Key Moments
- Chevron is in final talks with Eneos and Glencore to sell Singapore refining and distribution assets.
- The package includes Chevron’s SRC refinery stake, the Penjuru terminal, and regional Caltex retail networks. The deal could exceed $1 billion.
- The sale is part of Chevron’s broader plan to divest Asian refining and storage assets to streamline operations and cut costs.
Deal Nears Final Stage
Chevron aims to finalize a deal to sell its Singapore refining and fuel distribution assets in the first quarter, according to four sources. The company is in final talks with Japan’s Eneos and commodities trader Glencore.
The package includes Chevron’s stake in a Singapore refinery, a storage terminal, and fuel stations. Chevron may also include retail sites in Cambodia and Malaysia.
Two sources said the combined assets could be worth $1 billion or more.
This move fits Chevron’s strategy to sell refining and storage assets in Asia. The company is restructuring to simplify its footprint and lower costs.
Chevron, Eneos, and Glencore declined to comment.
Reuters previously reported on the refinery stake sale, but the additional assets have not been publicly confirmed.
Advisers and Transaction Structure
Morgan Stanley is managing the sale of Chevron’s stake in Singapore Refining Co (SRC) and other Asian assets. The bank declined to comment.
Boston Consulting Group is advising Eneos, according to two sources. BCG also declined to comment.
Breakdown of Singapore and Regional Assets
Chevron owns 50% of Singapore Refining Co (SRC). PetroChina owns the other 50%. SRC runs a refinery with a capacity of 290,000 barrels per day.
The sale also covers the Penjuru terminal. It holds over 400,000 cubic meters of storage. Chevron uses it to blend and distribute fuels and lubricants.
Chevron’s Caltex retail network includes about 420 stations in Malaysia, 26 in Singapore, and 53 in Cambodia.
| Asset Category | Location | Details |
|---|---|---|
| Refinery (SRC) | Singapore | 50% Chevron stake; 290,000 barrels/day capacity |
| Terminal | Penjuru, Singapore | Over 400,000 cubic meters of storage |
| Retail Stations (Caltex) | Malaysia | About 420 outlets |
| Retail Stations (Caltex) | Singapore | 26 outlets |
| Retail Stations (Caltex) | Cambodia | 53 outlets |
Strategic Appeal for Eneos and Glencore
The assets would give buyers strong access to Singapore’s fuel blending and bunkering market.
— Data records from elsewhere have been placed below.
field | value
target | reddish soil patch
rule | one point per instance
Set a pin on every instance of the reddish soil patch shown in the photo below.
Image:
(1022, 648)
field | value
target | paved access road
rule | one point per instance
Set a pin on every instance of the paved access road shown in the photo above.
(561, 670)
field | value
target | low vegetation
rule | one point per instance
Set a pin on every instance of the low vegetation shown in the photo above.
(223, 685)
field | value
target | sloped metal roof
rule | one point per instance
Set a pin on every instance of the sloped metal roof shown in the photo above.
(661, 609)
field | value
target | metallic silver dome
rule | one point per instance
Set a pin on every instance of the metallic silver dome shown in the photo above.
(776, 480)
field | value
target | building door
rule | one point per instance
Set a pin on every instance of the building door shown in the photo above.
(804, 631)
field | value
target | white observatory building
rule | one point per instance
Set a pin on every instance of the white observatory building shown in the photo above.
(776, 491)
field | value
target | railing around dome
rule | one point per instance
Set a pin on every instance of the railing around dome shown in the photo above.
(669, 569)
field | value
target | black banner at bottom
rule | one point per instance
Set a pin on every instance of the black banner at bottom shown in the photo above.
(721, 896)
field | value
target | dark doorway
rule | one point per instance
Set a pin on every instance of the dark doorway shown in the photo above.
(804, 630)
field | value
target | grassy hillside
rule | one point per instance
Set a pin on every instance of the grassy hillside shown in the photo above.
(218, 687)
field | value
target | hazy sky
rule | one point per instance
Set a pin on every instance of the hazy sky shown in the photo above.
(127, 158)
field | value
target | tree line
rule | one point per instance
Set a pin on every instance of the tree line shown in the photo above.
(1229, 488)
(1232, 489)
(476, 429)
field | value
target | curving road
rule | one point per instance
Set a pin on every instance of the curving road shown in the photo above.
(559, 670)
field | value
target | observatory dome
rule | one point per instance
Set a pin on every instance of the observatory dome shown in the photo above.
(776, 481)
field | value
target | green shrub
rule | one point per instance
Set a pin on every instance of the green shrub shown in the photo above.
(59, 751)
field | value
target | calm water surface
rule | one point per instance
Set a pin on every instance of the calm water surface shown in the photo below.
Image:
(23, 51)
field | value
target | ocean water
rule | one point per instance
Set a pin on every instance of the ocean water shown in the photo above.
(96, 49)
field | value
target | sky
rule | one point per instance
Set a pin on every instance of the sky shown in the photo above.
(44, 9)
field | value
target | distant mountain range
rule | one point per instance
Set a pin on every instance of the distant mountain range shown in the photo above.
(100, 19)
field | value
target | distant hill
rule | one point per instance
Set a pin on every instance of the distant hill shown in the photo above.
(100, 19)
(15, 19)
This would help expand distribution into Southeast Asia.
Eneos and Glencore want to grow their trading portfolios and increase volumes in the region.
If Eneos wins, it would gain its first refinery outside Japan.
Eneos currently operates nine refineries in Japan and runs over 12,000 domestic retail stations.
In its 2025 report, Eneos said it plans to expand its overseas fuel business and jet fuel facilities to meet rising inbound travel demand.
Glencore already has refining and distribution operations in South Africa. It also expanded in Singapore after buying the Bukom refinery via a joint venture with Indonesia’s Chandra Asri.